Orem • Maine collapsed in the second half Tuesday night and, during the final seconds of its NBA Development League game against Utah, the Red Claws trailed by 30.
Still, there was a job to do.
As a head coach in the D-League, Austin Ainge's task involves teaching and persevering as much as winning and losing.
So, despite Maine's hopeless situation against the Flash, Ainge continued to instruct and encourage his players.
Even on a bad night, his passion was obvious.
"I love the game and the team atmosphere," Ainge said. "It's fun to be with a group of guys trying to accomplish a goal.
"There is stress, pressure, joy, failure and disappointment all the emotions I don't think you don't feel quite as intensely as in a regular job."
The name Ainge should be familiar, of course.
Danny Ainge is a former BYU star who, until Jimmer Fredette passed him this season, was the Cougars' all-time leading scorer.
Thirty years ago, Danny Ainge's floor-length drive beat Notre Dame in the Sweet 16 of the NCAA Tournament.
It remains the single-most memorable play in Cougar history.
Austin Ainge has seen his father's game-winning basket many times. But last week, he saw a replay of BYU's entire 51-50 win for the first time.
"I sent my dad a text," Ainge said. "I told him, 'Thank goodness for the 3-point line and the shot clock because that was a horribly boring game.' "
Kelly Tripucka, Orlando Woolridge, John Paxson and Joe Kleine played for Notre Dame.
Besides his father, the BYU roster included Fred Roberts and Greg Kite.
Said Ainge: "Each team had a lot of talent future NBA players. But [coach] Digger Phelps has Notre Dame holding the ball for three minutes at a time. It made me very much appreciate the new rules."
Like his father, who is now the president of basketball operations for the Boston Celtics, Ainge attended BYU.
He was a solid but not spectacular player, although he once scored 25 points against Colorado State and played on three NCAA Tournament teams under Steve Cleveland and Dave Rose.
"My fondest memories are the players and the coaching staff," Ainge said. "I'm still close with those guys. I stay in touch with them all the time.
"Besides that, playing in the Marriott Center is a unique experience. When it's sold out and loud and rocking, that's really what sports is all about just fun."
After BYU, Ainge started his coaching career as an assistant at Southern Utah University.

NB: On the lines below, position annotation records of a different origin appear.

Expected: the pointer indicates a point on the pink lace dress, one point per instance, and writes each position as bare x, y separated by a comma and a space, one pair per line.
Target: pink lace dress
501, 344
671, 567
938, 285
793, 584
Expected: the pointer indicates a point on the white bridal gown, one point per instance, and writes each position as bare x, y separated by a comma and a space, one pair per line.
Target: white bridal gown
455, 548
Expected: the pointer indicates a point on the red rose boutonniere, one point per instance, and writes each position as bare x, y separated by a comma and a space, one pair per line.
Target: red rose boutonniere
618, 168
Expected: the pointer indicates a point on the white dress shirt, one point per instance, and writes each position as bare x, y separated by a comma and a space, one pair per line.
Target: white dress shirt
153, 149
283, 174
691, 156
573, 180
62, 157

He left SUU after one season and became a scout for the Celtics.
At age 27, he was named Maine's head coach in 2009.
"I feel like I'm learning a lot," Ainge said. "I get a chance to coach multiple teams different teams during a season because of all the roster fluctuations.
"I coach small ball. I coach big guys. I coach slow. I coach fast. You learn to adapt to your personnel. It's a great environment for a young coach."
The Red Claws are affiliated with Boston and Charlotte but are independently owned by a 15-person partnership.
While Ainge's name might have initially caught management's eye, he got the job on his own and guided the Red Claws to a 27-23 record in his first season.
Former Utah Jazz assistant Gordon Chiesa is the NBA's mentor for D-League coaches.
Ainge is "learning his craft and doing a good job," Chiesa said. "He's what I call a new-wave communicator.
"When you're 30, you communicate with players differently than older coaches, and that's a positive.
"He's what the D-League is all about."
Austin Ainge file
High school • Highland(Gilbert, Ariz.)
College • BYU
Current position • Head coach, Maine Red Claws
Personal • Son of former BYU star and Boston Celtic executive Danny Ainge. … One of six children in his family. … Averaged 22 points a game as a senior in high school. … Went on an LDS Church mission to the Dominican Republic. … Averaged 6.6 points and 3.5 assists during a four-year career at BYU. … Former assistant coach at Southern Utah (2007-08) and Celtic scout (2008-09). … Named head coach of the D-League's Maine Red Claws on July 21, 2009.